Veterans’ Health

Project Title

Expanding Culturally Competent Care to Veterans at Non-VA Providers

Grant Amount


Priority Area

Veterans’ Health

Date Awarded

December 10, 2018







An NYHealth-funded needs assessment of veterans and their families throughout New York State found that about half of veterans prefer to seek care from the U.S. Department of Veterans Affairs (VA), whereas the other half prefer to receive care from private, non-VA providers.
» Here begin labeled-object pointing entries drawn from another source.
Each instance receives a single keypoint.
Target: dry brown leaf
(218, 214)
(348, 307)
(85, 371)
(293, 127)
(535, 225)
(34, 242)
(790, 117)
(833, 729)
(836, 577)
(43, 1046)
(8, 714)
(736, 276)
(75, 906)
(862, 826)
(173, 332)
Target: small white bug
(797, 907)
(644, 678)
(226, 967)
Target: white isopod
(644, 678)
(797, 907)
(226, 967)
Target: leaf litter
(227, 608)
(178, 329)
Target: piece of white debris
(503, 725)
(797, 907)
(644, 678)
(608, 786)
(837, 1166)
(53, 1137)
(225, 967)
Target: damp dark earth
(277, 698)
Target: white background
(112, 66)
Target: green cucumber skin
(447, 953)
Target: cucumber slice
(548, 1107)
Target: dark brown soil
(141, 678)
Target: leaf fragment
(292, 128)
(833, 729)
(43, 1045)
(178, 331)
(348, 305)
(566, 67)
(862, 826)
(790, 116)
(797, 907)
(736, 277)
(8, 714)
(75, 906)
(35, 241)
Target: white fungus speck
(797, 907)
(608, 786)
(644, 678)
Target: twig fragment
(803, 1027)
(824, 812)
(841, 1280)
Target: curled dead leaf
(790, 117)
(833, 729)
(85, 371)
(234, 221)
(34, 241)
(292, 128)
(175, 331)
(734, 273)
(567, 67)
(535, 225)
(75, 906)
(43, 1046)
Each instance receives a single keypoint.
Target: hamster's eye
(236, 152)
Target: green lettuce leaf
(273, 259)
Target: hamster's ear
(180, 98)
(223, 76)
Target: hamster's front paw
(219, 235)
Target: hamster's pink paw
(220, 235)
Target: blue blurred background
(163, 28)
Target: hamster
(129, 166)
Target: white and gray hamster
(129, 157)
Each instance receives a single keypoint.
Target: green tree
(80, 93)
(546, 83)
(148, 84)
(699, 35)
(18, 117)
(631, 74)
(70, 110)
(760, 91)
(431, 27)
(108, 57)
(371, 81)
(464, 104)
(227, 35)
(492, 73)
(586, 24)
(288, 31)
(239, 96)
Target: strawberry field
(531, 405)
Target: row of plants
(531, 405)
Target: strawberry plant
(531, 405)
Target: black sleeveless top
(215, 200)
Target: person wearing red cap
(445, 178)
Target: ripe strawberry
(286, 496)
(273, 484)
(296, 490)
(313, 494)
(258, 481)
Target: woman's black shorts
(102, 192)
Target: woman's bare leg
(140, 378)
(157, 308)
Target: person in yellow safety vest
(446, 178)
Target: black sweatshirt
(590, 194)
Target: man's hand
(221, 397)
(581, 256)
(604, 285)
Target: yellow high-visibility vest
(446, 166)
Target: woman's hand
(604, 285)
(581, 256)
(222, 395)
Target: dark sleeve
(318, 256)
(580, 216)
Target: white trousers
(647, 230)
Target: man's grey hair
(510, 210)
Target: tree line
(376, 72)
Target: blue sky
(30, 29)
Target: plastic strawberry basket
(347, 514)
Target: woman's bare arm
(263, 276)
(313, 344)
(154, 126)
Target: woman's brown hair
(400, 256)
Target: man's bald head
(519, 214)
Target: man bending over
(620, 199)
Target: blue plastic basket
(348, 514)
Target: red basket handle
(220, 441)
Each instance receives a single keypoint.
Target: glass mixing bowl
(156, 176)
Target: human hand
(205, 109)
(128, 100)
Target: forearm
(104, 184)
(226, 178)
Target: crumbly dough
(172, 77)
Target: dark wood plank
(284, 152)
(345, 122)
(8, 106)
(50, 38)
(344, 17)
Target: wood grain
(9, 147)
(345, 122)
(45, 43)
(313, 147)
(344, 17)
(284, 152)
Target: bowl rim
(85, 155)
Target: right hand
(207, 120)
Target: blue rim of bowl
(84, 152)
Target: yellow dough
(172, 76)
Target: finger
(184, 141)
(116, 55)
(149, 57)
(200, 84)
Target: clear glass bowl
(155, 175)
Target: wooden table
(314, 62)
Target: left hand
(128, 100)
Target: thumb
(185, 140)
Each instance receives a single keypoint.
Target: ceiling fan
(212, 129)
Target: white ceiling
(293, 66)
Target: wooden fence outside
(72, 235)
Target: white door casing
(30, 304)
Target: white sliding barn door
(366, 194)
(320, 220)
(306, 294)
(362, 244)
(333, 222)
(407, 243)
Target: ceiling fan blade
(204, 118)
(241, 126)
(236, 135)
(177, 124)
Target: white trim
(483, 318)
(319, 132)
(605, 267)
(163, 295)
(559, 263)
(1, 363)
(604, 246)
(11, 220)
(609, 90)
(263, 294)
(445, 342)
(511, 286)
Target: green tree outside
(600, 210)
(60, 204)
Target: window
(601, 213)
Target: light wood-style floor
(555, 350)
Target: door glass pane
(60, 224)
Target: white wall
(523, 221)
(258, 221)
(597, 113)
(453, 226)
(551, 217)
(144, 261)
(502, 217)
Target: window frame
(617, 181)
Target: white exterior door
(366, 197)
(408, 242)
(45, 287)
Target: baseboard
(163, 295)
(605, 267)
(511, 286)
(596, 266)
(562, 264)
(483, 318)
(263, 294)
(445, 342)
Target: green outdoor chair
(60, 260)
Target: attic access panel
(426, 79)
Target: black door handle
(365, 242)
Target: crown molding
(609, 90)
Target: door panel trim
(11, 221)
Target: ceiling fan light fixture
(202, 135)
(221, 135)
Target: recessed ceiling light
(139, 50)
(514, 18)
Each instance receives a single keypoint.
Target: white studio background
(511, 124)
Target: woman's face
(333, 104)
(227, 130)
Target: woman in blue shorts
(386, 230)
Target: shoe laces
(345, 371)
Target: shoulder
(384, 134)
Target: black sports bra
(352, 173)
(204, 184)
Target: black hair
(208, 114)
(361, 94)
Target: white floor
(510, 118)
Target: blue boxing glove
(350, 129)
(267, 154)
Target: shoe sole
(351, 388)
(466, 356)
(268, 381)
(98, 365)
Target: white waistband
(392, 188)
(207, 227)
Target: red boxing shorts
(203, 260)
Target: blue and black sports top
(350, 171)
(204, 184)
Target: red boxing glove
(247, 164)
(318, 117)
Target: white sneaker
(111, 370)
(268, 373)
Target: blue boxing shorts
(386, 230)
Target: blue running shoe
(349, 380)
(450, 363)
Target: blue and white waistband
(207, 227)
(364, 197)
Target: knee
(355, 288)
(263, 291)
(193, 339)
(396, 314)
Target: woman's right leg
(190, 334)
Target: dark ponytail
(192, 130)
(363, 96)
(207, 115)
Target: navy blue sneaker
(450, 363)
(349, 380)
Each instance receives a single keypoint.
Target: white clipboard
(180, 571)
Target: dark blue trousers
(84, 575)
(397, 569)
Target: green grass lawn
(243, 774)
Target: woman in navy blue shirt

Between 2015 and 2018, the VA increased the amount of private care it purchased for eligible veterans from 20% to more than 30%. The result is a record number of veterans who now receive care outside of VA facilities. In March 2018, the RAND Corporation released an NYHealth-funded survey of private providers in New York State to determine how prepared they are to understand and meet the needs of veterans. The survey found that only 2% of private providers fully met readiness criteria for effectively serving the veteran population. In 2018, NYHealth awarded the New York Legal Assistance Group (NYLAG) a grant to train and educate private, non-VA health providers about the unique health and social needs of veterans and appropriately refer them to resources in the community.

Under this grant, NYLAG created a training curriculum for health care providers on the health and legal needs of veterans and the resources and benefits available to them. NYLAG built off of its veterans’ legal resource guide and conducted a review of other competency trainings that currently exist. Using this curriculum, in-person trainings were conducted at partner provider sites, with the goal of training hundreds of hospital and clinic staff, including social workers, physicians, nurses, and case managers, on how to best identify, screen, and serve veteran patients. The training also included guidance on how to assess a veteran’s need for legal assistance and how to educate providers on providing referrals to connect patients with free legal services. A toolkit was created for statewide replication of the trainings, including the curriculum; guidance on which stakeholders to engage and how to choose provider sites; best practices; and lessons learned. NYLAG’s advocacy efforts encouraged more providers to begin conducting veteran screenings as part of their standard of care.